Turning over a new leaf – or two
It’s about time we had some more unusual art on here. A while ago I posted about artist Willard Wigan who micro sculptures can only be viewed through a microscope (tiny worlds between heartbeats) I contrasted the micro art with the work of Hyperrealist sculptor Ron Meuck whose gigantic realistic sculptures have a unerving quality about them.
A new art form has been emerging from China over the last few years. The process called leaf carving, involves careful precision, as the artist scrapes the outer layers of the leaf, exposing an almost transparent surface. The leaf veins are left intact to give stability to the sculpture.
The leaves preferred by artists are from the Chinar tree, which is native to India, China and Pakistan. The leaves are considered to have ‘lucky’ qualities and resemble maple leaves and are best suited for sculpting owing to the distribution of their veins.
Each carving can take months of careful work. But once finished, preserved and framed, the finished art should last decades.
From minute leaf sculpture to these 3D leaf sculptures. the news may be a couple of years old, but it’s news to me:-) Apparently a mystery artist left leaf sculptures along the water of Leith, Edinburgh in the autumn of 2010. One of the figures was dressed in green wellies,and a flat cap. Next to it, two charming leaf children clung to the railings.

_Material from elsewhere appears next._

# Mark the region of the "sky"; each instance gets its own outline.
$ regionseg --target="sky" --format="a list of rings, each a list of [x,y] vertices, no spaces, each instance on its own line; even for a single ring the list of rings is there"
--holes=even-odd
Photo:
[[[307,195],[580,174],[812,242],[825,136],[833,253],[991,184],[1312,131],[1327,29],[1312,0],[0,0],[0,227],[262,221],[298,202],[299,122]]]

The Leith river seems to have provided inspiration for Anthony Gormley too. You would think that life-sized cast iron figures would last a little longer than leaf ones, but two of Gormley’s six figures apparently fell victim to the Scottish and were pushed over by heavy tide.
Leith locals had taken the sculptures to their hearts, donning them with bikinis, Y-fronts and even a MacDonald’s uniform!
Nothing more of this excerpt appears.